The China Post news staff
A scholar who has studied mainland China’s military budgets said yesterday Taiwan should try to deter and avoid the possibility of war both by military and non-military means.
Investment in national defense must be well calculated and well calibrated, Lin Chong-pin (林中斌), a professor at the Tamkang University Graduate Institute of International Affairs and Strategic Studies, said yesterday.
The former deputy minister of National Defense’s recommendations are based on his informed belief that Taiwan cannot afford defense budget hikes as exorbitant as the almost invariably double-digit increases from mainland China’s People’s Liberation Army (PLA).
The balance is further tipped in favor of the PLA by mainland China’s significant breakthroughs in its development of key military technologies in recent years, Lin said, without spelling out what these technologies are.
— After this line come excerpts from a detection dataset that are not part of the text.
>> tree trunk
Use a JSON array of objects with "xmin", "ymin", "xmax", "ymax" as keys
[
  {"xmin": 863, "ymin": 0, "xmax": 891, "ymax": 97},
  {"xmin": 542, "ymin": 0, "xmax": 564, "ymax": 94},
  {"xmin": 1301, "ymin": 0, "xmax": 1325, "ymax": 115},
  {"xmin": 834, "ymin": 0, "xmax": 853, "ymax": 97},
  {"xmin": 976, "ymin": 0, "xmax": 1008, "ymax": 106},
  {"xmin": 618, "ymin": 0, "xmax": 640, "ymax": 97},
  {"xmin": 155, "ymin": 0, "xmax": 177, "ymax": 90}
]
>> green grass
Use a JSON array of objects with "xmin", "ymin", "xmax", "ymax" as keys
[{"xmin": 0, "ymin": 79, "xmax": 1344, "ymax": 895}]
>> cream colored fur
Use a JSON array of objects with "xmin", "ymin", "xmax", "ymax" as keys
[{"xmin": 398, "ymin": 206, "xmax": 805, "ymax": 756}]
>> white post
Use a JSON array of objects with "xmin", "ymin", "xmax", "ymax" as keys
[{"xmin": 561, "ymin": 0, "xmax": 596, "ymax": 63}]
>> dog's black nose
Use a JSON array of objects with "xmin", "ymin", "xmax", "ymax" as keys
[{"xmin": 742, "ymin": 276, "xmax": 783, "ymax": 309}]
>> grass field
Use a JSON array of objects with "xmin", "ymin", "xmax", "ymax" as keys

Without the wherewithal to compete with mainland China in an arms race, Taiwan should aim to achieve maximum deterrent effects by putting together the most economical weapons set-up that comprises high-, medium- and low-tech hardware, Lin suggested, adding a yearly show of deterrent force would make the shot callers across the Taiwan Strait think twice before they mount an offensive against the island.
Once China is made aware that they might get bogged down and have nothing to show for their efforts when they are over here, they will be more cautious when they contemplate the use of force.
Arguing that the PLA is trying to emulate the United States armed forces in its development strategy, Lin suggested that Taiwan also closely examine U.S. operations in the Afghanistan and Iraqi Wars, which he argued were the only two recent global wars in which U.S. forces were taught a lesson.
“How guerilla forces with the most rudimentary arms defeated a military superpower is the kind of experience Taiwan should learn from,”Lin said.
It’s about time Taiwan’s long-standing defense doctrine — the principle of “steadfast defense based on effective deterrents”— was replaced by a new defense doctrine that calls for “a strategic defense with multiple deterrents, he said.
According to Lin, the latter could provide the country’s armed forces with clearer strategic guidelines.
Armed conflicts also can be forestalled by non-military means, such as a continuation of President Ma Ying-jeou’s mainland policy, Lin contended. By continuing to engage with mainland China, the two sides will find themselves so intertwined that they might hesitate to fight each other, according to the Tamkang University professor. Taiwan also should try to turn its superior social structure, living standards, and culture into a “catalyzer” that would hopefully expedite mainland China’s reform, he said, adding “we also should help mainland China develop because in so doing we can make the people of mainland China friendlier to us and reduce antagonism.”
“To help them is to help ourselves, “ he concluded.